October 7, 2015

Enterprise Integrations

Adrian Enders, Senior Sales Engineer

DoxTek, Inc.



As businesses grow there is need to make decisions on adapting the best business systems to manage operations. When a business first starts, an application may be purchased to manage financial records. As the business grows, separate applications are installed to manage customer relationships, orders, inventory, and other departments. Additionally, where packaged applications fail to meet the business need, custom applications and spreadsheets are implemented to fill the gaps.

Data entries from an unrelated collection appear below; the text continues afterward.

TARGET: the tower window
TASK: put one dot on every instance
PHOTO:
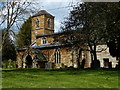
(49, 22)
(57, 57)
(44, 41)
(37, 23)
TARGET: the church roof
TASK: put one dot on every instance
(42, 12)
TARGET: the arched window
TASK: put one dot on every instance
(37, 23)
(44, 41)
(49, 22)
(57, 57)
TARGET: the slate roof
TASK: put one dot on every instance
(42, 12)
(50, 46)
(47, 35)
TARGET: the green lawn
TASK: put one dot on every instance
(59, 78)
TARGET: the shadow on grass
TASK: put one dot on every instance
(65, 71)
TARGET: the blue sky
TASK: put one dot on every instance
(57, 8)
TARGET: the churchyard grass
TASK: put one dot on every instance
(59, 78)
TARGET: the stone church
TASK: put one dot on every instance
(45, 52)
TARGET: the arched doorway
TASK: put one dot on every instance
(29, 61)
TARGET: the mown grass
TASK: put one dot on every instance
(59, 78)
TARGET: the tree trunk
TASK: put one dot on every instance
(95, 62)
(78, 58)
(94, 53)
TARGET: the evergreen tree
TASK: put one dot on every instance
(90, 22)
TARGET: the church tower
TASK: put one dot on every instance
(42, 23)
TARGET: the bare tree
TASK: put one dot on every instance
(13, 12)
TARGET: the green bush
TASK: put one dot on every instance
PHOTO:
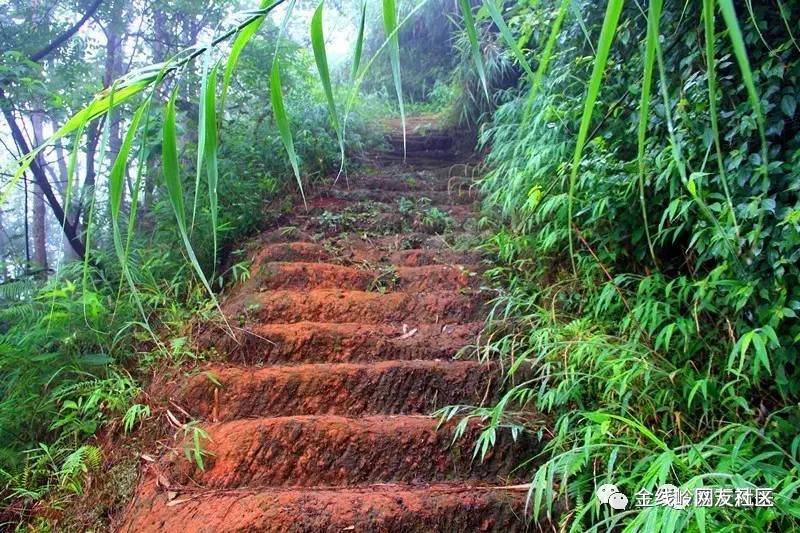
(678, 365)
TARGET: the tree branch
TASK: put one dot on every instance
(70, 231)
(64, 37)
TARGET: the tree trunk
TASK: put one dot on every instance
(39, 221)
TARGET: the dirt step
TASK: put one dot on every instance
(412, 182)
(305, 451)
(274, 276)
(395, 508)
(433, 198)
(313, 342)
(391, 387)
(334, 305)
(385, 219)
(349, 251)
(421, 142)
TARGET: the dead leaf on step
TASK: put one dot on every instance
(162, 481)
(173, 420)
(407, 334)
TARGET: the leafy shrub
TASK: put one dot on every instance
(669, 352)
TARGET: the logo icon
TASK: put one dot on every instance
(608, 493)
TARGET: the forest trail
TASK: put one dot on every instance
(319, 415)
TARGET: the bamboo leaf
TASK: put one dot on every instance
(116, 177)
(172, 178)
(321, 58)
(547, 54)
(211, 157)
(201, 133)
(651, 40)
(472, 35)
(282, 121)
(359, 41)
(242, 38)
(610, 21)
(740, 51)
(390, 27)
(708, 25)
(505, 32)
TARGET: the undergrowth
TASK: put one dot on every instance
(664, 349)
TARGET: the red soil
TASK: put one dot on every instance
(343, 345)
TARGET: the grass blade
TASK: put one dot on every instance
(321, 58)
(610, 21)
(243, 37)
(472, 35)
(359, 41)
(740, 51)
(390, 25)
(547, 54)
(505, 32)
(708, 27)
(651, 40)
(282, 121)
(172, 178)
(211, 157)
(201, 134)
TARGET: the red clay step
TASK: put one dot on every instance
(456, 195)
(305, 451)
(334, 305)
(276, 276)
(357, 251)
(390, 387)
(380, 508)
(314, 342)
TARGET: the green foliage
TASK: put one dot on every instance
(663, 342)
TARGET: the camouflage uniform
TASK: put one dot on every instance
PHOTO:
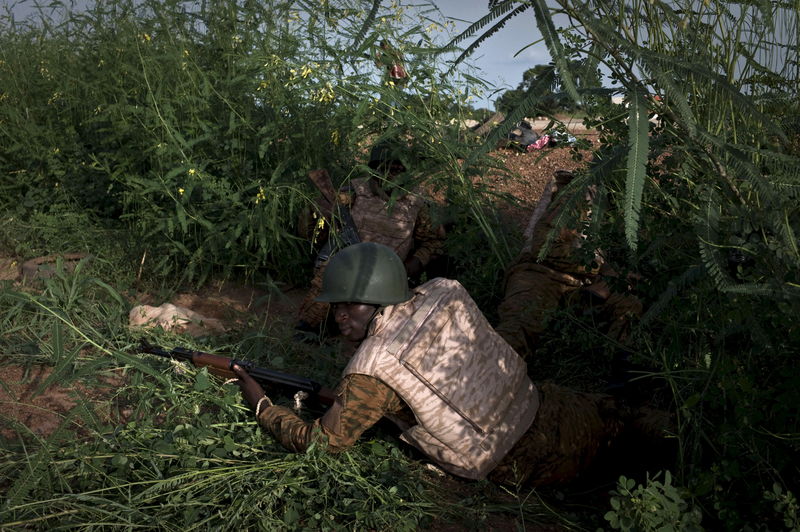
(569, 430)
(378, 221)
(534, 289)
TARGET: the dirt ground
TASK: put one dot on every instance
(41, 411)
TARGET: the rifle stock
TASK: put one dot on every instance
(267, 378)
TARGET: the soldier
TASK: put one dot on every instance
(533, 289)
(428, 360)
(404, 224)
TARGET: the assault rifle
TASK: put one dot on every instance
(339, 215)
(267, 378)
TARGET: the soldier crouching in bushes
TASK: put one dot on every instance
(403, 224)
(535, 288)
(428, 360)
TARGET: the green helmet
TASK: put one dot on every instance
(365, 273)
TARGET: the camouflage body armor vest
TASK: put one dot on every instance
(377, 222)
(469, 391)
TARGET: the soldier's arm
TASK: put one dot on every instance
(361, 401)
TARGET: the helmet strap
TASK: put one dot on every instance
(369, 322)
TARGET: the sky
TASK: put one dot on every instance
(495, 57)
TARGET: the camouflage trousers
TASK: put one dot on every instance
(534, 290)
(569, 431)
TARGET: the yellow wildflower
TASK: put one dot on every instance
(325, 94)
(261, 196)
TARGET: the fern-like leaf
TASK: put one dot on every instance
(362, 32)
(495, 11)
(638, 141)
(491, 31)
(544, 22)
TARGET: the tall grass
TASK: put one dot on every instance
(190, 129)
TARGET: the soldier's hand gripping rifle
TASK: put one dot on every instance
(267, 378)
(338, 216)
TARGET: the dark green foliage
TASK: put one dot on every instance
(697, 186)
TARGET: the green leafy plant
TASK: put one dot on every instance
(654, 505)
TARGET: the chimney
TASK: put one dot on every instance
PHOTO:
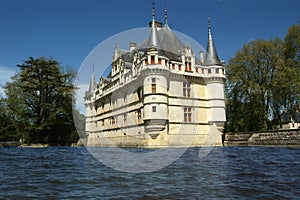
(132, 46)
(201, 57)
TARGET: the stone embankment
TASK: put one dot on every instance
(10, 144)
(290, 137)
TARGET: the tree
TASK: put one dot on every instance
(263, 81)
(40, 96)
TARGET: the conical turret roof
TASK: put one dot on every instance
(211, 57)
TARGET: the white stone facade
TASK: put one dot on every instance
(155, 97)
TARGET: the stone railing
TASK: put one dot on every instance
(289, 137)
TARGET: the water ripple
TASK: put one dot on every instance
(226, 173)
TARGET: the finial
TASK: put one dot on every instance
(153, 11)
(166, 14)
(208, 21)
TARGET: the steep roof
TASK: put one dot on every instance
(211, 57)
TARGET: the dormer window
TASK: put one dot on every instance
(159, 61)
(152, 60)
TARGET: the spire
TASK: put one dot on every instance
(166, 15)
(153, 12)
(153, 40)
(93, 84)
(211, 57)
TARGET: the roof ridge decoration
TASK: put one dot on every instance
(211, 57)
(166, 17)
(154, 39)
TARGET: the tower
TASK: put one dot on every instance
(215, 83)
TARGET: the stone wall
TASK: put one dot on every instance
(267, 138)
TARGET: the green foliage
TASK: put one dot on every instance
(39, 101)
(263, 81)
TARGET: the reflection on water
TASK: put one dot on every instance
(226, 173)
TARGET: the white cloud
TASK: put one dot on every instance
(5, 75)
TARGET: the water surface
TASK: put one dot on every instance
(226, 173)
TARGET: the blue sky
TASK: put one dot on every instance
(68, 30)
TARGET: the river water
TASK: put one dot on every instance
(225, 173)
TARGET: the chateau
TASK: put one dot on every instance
(158, 94)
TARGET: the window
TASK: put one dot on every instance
(186, 89)
(153, 108)
(153, 85)
(159, 61)
(187, 114)
(152, 59)
(188, 66)
(125, 119)
(139, 116)
(113, 120)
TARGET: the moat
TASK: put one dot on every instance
(226, 173)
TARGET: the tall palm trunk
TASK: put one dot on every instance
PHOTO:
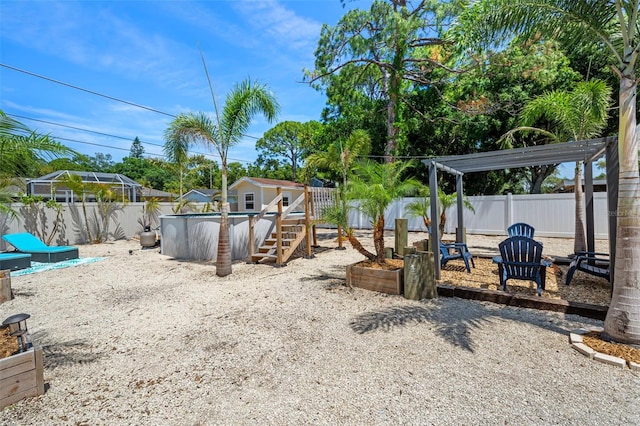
(223, 260)
(378, 239)
(579, 240)
(622, 323)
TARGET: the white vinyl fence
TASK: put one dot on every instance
(71, 230)
(552, 215)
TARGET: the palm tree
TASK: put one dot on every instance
(614, 25)
(340, 156)
(577, 114)
(22, 148)
(420, 207)
(21, 151)
(242, 103)
(176, 150)
(373, 187)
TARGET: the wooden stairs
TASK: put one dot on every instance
(292, 234)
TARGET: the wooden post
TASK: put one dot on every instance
(413, 276)
(430, 290)
(461, 235)
(279, 229)
(388, 252)
(315, 236)
(251, 238)
(307, 221)
(5, 286)
(402, 236)
(422, 245)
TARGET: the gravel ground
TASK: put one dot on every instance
(143, 339)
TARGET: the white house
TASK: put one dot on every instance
(254, 194)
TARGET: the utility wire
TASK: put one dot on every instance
(209, 154)
(97, 93)
(86, 90)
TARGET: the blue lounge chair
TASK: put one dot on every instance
(452, 251)
(521, 230)
(40, 252)
(14, 261)
(521, 259)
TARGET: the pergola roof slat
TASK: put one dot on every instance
(528, 156)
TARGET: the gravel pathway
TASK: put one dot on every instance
(143, 339)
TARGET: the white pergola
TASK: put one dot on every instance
(586, 151)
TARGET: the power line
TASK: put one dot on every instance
(86, 90)
(98, 94)
(112, 136)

Before the business is even aware, it has a software integration problem. Getting a full view of business operations becomes difficult with systems that don’t effectively integrate. Processes become inefficient with delays, duplication of effort, and increased errors.

The Challenge

Solving integration issues can be complex and expensive. Integration solutions can have a deep impact on the business, and a poorly designed or poorly implemented integration can cost a lot of money in lost orders, missed payments and unhappy customers. Additionally, maintaining and monitoring these solutions requires a combination of skills requiring multiple people and departments. I asked a friend, the IT administrator for one of our clients, about the struggles they have with enterprise integrations. One of the top struggles they face is gathering and organizing the various resources it takes to implement and support these solutions.

Although there is a clear demand for integrations, very few standards have been developed in this realm. There are some technologies that have helped, like XML and Web Services, but there is nothing that addresses the core problems of systems integration.

The Solution

Because of the diversity of the problems and no clear standards or methodologies, there isn’t an easy solution. Nor is any one solution applicable to all problems. But there are some guidelines that can be used to help build and support successful integration solutions.

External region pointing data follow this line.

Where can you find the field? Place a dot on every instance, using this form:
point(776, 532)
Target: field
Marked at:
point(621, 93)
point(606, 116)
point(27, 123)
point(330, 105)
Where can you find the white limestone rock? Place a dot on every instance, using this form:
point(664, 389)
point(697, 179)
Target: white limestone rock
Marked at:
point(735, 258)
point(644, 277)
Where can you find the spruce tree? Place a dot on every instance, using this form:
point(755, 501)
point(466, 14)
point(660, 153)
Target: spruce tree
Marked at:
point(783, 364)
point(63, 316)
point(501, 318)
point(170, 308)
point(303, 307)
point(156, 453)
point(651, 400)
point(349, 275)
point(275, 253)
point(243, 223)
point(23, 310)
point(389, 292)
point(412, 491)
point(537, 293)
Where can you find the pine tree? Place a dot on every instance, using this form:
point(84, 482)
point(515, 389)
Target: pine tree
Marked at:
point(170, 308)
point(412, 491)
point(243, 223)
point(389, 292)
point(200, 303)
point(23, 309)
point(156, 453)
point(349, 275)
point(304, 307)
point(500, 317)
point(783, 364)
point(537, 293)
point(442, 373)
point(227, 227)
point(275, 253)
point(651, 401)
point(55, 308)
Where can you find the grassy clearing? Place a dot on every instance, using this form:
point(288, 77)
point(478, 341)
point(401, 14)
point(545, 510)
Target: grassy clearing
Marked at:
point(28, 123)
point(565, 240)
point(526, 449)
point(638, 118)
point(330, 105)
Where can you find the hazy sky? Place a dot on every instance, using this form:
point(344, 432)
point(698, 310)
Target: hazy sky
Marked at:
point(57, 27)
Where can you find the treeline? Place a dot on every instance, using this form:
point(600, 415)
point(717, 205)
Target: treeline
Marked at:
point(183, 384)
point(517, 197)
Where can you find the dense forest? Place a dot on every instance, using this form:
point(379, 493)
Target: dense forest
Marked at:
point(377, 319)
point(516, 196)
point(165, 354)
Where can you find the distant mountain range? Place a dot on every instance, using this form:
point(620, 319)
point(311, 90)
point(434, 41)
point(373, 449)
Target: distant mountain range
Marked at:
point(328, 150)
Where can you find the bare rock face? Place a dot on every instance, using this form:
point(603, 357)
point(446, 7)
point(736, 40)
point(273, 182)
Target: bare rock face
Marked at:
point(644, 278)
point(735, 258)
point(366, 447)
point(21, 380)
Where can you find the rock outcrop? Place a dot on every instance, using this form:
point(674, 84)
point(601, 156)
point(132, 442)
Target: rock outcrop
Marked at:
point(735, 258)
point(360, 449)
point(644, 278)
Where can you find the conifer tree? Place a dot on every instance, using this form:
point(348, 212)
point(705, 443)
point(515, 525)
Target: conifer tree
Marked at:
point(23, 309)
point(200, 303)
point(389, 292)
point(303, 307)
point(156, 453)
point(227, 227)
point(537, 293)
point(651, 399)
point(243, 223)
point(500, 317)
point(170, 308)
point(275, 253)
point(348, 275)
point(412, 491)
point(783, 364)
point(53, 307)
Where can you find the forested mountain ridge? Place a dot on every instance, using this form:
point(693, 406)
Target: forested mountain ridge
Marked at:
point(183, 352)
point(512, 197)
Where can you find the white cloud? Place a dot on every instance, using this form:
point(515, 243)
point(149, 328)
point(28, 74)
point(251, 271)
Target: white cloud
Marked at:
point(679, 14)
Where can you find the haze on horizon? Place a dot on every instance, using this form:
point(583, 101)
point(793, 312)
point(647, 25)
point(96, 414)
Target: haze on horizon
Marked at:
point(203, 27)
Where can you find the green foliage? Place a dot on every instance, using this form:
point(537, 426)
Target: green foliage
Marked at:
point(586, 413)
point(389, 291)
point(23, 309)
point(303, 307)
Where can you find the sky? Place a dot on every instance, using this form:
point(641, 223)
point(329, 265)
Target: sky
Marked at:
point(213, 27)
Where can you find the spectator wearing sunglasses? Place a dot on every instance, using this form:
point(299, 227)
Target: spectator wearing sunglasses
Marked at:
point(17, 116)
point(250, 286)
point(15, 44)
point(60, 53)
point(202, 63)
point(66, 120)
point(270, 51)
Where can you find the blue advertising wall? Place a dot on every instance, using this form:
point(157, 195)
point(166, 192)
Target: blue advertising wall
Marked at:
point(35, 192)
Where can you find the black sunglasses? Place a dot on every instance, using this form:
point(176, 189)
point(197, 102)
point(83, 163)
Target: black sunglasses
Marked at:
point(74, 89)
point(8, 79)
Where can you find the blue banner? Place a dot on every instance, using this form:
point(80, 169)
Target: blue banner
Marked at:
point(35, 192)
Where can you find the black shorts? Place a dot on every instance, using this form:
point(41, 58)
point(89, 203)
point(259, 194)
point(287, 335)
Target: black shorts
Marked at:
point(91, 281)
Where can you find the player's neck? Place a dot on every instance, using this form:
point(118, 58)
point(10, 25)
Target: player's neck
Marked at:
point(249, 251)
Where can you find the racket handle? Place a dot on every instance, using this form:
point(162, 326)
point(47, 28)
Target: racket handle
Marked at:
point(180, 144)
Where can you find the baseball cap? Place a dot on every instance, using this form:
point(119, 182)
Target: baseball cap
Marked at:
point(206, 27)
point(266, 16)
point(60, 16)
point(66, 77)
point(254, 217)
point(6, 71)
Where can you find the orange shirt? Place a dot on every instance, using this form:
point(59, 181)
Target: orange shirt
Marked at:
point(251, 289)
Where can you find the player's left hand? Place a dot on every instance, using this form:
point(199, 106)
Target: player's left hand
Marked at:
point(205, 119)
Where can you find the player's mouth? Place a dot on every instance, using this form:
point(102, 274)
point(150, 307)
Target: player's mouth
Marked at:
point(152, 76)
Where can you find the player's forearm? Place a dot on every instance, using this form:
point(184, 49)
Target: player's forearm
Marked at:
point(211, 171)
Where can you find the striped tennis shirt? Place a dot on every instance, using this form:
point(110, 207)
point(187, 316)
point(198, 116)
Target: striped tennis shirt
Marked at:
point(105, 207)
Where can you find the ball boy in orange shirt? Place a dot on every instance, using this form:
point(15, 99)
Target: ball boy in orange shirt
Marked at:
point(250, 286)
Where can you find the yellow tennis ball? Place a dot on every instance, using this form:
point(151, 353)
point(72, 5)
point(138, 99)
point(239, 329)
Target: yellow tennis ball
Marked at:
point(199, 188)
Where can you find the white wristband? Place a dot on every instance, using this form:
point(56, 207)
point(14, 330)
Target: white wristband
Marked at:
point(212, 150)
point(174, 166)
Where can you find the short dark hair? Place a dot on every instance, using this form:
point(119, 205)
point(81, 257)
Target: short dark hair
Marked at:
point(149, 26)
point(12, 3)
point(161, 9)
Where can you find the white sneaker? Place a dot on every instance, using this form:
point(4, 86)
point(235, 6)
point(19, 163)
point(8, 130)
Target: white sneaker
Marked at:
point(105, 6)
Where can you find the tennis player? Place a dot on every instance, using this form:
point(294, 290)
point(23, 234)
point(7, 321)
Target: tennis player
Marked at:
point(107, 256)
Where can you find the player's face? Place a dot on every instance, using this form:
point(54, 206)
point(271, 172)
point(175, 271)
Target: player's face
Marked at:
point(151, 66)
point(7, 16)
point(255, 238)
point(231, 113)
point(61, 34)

Data Replication. Different business systems and processes require access to the same data. An easy example is customer demographic information. A customer’s address may be used in a customer service application, accounting applications, and shipping and billing systems. Replication can provide access to this data from multiple systems and processes. This is a method my administrator friend uses to get data out of one of their core systems where data structure is proprietary, and not directly accessible.

Service Oriented Architecture (SOA). SOA is a collection of services that communicate with each other independent of any vendor, product or technology. Without going into a deep discussion on SOA, the fundamental design is to provide self-contained, repeatable, business activities for use in multiple applications and processes. SOA is an architecture design, not an implementation practice. By designing your systems with an SOA philosophy in mind, you can effectively integrate diverse systems.

Shared Business Functions/Processes. Multiple systems may need to check to see if a credit card number is valid, or verify a postal address, or check if certain items are in stock. One of the main drivers of integrations is that a particular business operation is spread across several different systems. But if we also apply this on a larger scale, sharing business processes could also mean collaboration; for example, multiple departments sharing the same HR or IT resources.

Understanding these methodologies and design patterns can help ease some of the challenges associated with systems integrations. Of course, there is no substitute for experience. Engage a consultant that can help discuss and design a solution appropriate for your business.